Our sheep are also genetically adapted to hot temperatures. On our ranch we have hair sheep. The biggest difference between hair sheep and traditional wool sheep is that hair sheep shed their "hair" during the late spring and are left with a nice short, slick coat, ready for the summer months.

Hair sheep are orginally from Africa and are naturally heat tolerant. The nice part about these sheep is that they have adapted to our changing climate and grow nice thick coats during the winter and then shed it all off in the spring. The picture below is in May as the sheep are losing their winter coat.



Pigs have different needs than cattle and sheep do. Pigs do not have much for sweat glands, so when it gets hot they head to the closest water source or mud hole to cool off. Since our pigs get to roam all over the ranch they are able to go to the creek or make a mud puddle out of a wet spot.
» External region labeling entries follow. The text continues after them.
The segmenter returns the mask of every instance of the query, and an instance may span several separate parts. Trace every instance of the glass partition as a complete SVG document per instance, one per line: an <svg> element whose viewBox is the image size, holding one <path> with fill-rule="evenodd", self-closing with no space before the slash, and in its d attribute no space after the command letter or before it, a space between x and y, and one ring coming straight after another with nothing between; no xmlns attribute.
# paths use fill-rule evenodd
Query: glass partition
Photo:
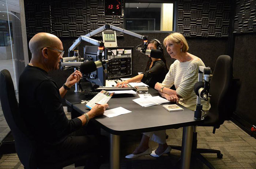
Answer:
<svg viewBox="0 0 256 169"><path fill-rule="evenodd" d="M20 13L19 0L0 1L0 71L7 69L10 72L17 98L19 78L25 67ZM0 121L1 141L10 129L0 104Z"/></svg>
<svg viewBox="0 0 256 169"><path fill-rule="evenodd" d="M125 3L125 29L147 32L173 31L173 3Z"/></svg>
When pigs get covered in mud it helps them stay cool, keep flies away and acts as a sort of sun screen. 

Since pigs don't have much hair they can get sunburned, so a nice mud-bath helps keep them from getting roasted!We also have specific shelters built for our pigs, so they have a nice shady spot on a hot summers day.(I wish I took a picture the other day of one of our big pigs climbing into our water trough! He sure looked nice and happy wading on the water!)


It can be hard for us to relate to animals and feel sorry for them during extreme temperature conditions, either hot or cold, but they are designed to live outdoors year round. However, by selecting good genetics our animals can thrive in our climate year round.